Canadien – Lightning | Sans Dobson, la défense tient le coup (jusqu’ici)

À l’aube des séries éliminatoires, qui aurait parié sur les chances qu’après trois matchs, le Canadien de Montréal soit l’équipe la plus chiche du circuit pour les tirs accordés de l’enclave ? Contre le Lightning de Tampa Bay ? Sans Noah Dobson ? Dans cette économie ?
Publié le
25 avril
C’est pourtant dans ce monde que nous vivons. Une explosion des Floridiens au quatrième match de la série, ce dimanche, pourrait changer radicalement le portrait. Mais pour l’heure, force est d’admettre que le Tricolore s’en sort drôlement bien derrière sa ligne bleue.
Les joueurs du Lightning, en réalité, passent beaucoup de temps en territoire montréalais, à plus forte raison en possession de la rondelle. Mais quand on s’intéresse aux tirs cadrés, la proportion descend.
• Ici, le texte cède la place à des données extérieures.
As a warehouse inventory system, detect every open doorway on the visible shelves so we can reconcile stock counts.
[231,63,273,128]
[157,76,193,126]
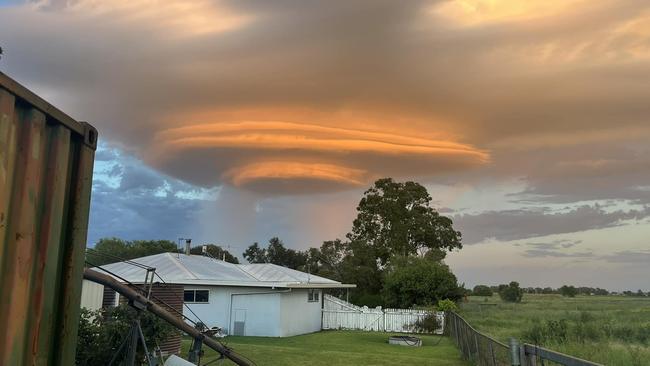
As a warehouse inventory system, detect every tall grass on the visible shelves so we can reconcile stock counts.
[461,294,650,366]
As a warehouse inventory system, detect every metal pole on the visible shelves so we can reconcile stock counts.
[187,339,203,365]
[125,323,138,366]
[510,338,521,366]
[474,332,481,365]
[84,268,251,366]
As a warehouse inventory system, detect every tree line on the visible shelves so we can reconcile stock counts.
[466,282,650,302]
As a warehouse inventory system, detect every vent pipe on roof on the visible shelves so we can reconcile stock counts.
[185,239,192,255]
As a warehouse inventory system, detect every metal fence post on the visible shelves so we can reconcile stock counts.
[474,333,481,365]
[510,338,521,366]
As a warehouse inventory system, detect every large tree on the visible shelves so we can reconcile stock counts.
[242,242,268,263]
[348,178,462,265]
[382,256,464,308]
Et quand on regarde les chances de marquer de qualité, les rôles s’inversent carrément.
Au cours des trois premiers duels de la série, le Lightning a cadré neuf tirs depuis la zone à « haut danger » définie par le site de statistiques avancées NHL Edge – grosso modo, l’espace entre le filet et les points de mise en jeu. Cela place son attaque au dernier rang parmi les 16 clubs toujours en action – et, conséquemment, la défense du Canadien au premier rang. Pendant ce temps, la Flanelle a touché la cible 23 fois depuis la zone payante, en septième place du circuit.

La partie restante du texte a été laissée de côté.